Family and Friends

"Blood is thicker than water"

Everyone has heard this saying before. It's the idea that family always trumps our friends when the rubber meets the road.  And it makes sense as family are the people that we grow up with, learn from and trust with everything that we have.  I am blessed to have two amazing families; the one that I grew up with and the one with my wife and kids (ok...maybe 3 families as some friends are honorary Aunts and Uncles).  Both families have been such a wonderful support system and have provided non-stop love and guidance my entire life.  The importance of family is unchallenged and as Harper Lee once wrote in To Kill a Mockingbird:

"You can choose your friends but you sho' can't choose your family, an' they're still kin to you no  matter whether you acknowledge 'em or not, and it makes you look right silly when you don't."

One of the major reasons that my wife and I moved back from London and selected Chicago as our destination was to be near family.  We wanted our children to grow up knowing their Aunts, Uncles, Grandmas, Grandpas and all the other family members that we love.  And, just over two years after moving to Chicago, we know that we made the correct decision.

But...what about friends?

"Friends are the family you choose"

This is the other side of the coin when discussing those people with which we are closest.  Growing up we spend a great majority of time around our friends at school, during extra-curricular activities, at parties, ding-dong-ditching neighbors, etc.  Friends are the people that we share our secrets with, compare test scores to, gossip with, complain about family with and for many of us, eventually marry.  But, even though friends influence our lives in so many powerful ways, they can still be seen as inferior to family.  But why is that?

When we moved to London we had one family member nearby.  My cousin, her husband and children did an amazing job of welcoming Lisa and I to the city and the country.  But, because of where we lived in proximity to my cousin, Lisa and I could not simply plug ourselves into her social network; we had to establish our own connections, friends and support system.  Through our jobs, NCT (birthing) classes and other activities we created our world and everything in it, which brought the city life and made it feel like our home.  When my son was born we left my daughter off at our childminder's house (overnight) without hesitation or payment.  On holidays we met up with our close friends to celebrate in style.  And, we still have two amazing friends who send gifts and cards for all birthdays and holidays AND visit on a yearly basis (I know you're jealous).  Normally each of these events described are reserved for family, but for Lisa and I our friends in London were/are family.

When we eventually moved back to Chicago we had a tough transition back to US society.  Our five years abroad changed who we were as people and having two kids drastically changed our social calendars.  We met up with old friends and our families as much as possible, but inherently the interactions were much different causing Lisa and I to feel like we didn't belong (at times).  It was only when we met such a wonderful group of local friends did this really begin to change.

If you've ever been to Winnemac Park in Chicago, you know that the playground is the life-blood for all parents with young children.  It is a go-to for seeing friends, a fall-back for any failed activity and generally the extent of the daily/weekend social calendar for any local parent.  And for Lisa and I, the playground became a life-line for us as a family.  It was here that we met such amazing people that over time, they have become like a family to us.
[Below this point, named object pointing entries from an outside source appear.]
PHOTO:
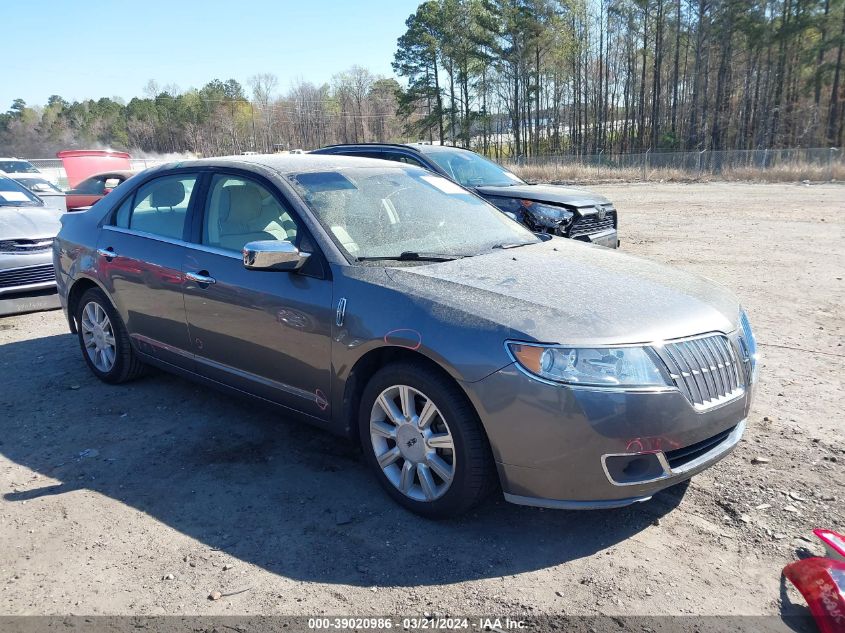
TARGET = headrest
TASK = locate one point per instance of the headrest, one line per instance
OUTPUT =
(169, 193)
(240, 204)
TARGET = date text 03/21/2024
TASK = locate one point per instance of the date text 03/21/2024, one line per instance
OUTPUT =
(425, 623)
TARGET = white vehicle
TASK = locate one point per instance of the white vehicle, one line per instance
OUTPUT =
(17, 166)
(53, 197)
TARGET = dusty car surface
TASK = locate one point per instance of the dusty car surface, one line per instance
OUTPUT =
(553, 209)
(27, 229)
(385, 303)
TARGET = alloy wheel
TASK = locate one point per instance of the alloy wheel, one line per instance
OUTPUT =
(412, 443)
(98, 336)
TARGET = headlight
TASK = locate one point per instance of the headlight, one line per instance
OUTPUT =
(749, 343)
(548, 215)
(596, 367)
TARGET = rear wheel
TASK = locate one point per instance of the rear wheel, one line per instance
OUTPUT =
(424, 441)
(104, 340)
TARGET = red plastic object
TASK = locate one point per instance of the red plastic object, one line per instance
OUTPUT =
(822, 583)
(81, 163)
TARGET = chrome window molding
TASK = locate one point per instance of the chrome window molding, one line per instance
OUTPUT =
(169, 240)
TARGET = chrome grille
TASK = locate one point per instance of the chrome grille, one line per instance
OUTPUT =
(705, 369)
(27, 276)
(26, 245)
(589, 224)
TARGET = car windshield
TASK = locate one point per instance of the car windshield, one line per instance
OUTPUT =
(389, 212)
(17, 167)
(13, 194)
(472, 170)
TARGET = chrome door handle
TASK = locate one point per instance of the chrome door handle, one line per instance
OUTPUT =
(200, 279)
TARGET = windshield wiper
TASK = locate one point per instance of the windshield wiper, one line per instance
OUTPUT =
(411, 256)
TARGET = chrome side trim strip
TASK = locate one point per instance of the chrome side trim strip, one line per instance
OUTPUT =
(560, 504)
(267, 382)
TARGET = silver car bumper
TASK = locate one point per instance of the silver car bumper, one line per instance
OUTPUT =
(608, 238)
(573, 448)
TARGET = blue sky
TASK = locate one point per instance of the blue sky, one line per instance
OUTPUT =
(99, 48)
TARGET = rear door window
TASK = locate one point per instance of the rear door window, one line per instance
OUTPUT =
(158, 207)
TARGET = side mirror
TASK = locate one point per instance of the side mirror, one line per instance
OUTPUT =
(273, 255)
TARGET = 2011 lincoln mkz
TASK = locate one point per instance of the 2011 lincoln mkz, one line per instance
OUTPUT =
(389, 305)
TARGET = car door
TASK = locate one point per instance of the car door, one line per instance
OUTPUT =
(264, 332)
(141, 250)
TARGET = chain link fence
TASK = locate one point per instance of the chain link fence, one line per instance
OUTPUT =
(816, 164)
(764, 164)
Our friends made us feel like we belonged because we literally saw them everyday at the playground.  This new group, combined with our old friends, helped to bring the city back to life.  In the last two years we've spent holidays with them, business activities, dinner parties and general debauchery.  Our friends, both old and new, have been the family that we choose.

"It takes a village to raise a child" - African Proverb

So, why such a disconnect between Family, Friends and how each group is valued?  In my experience, each group provides such valuable love and support that emphasizing the importance of one group over the other seems short-sighted.  Both Family and Friends provide such nourishment that without either group, our lives and the lives of our children would be much less colorful.  So, perhaps the saying "it takes a village to raise a child" is the most accurate approach to living; where we recognize that each group has made us who we are and that both are vital for living.  And just maybe, we recognize that sometimes water runs a bit thicker than we believe.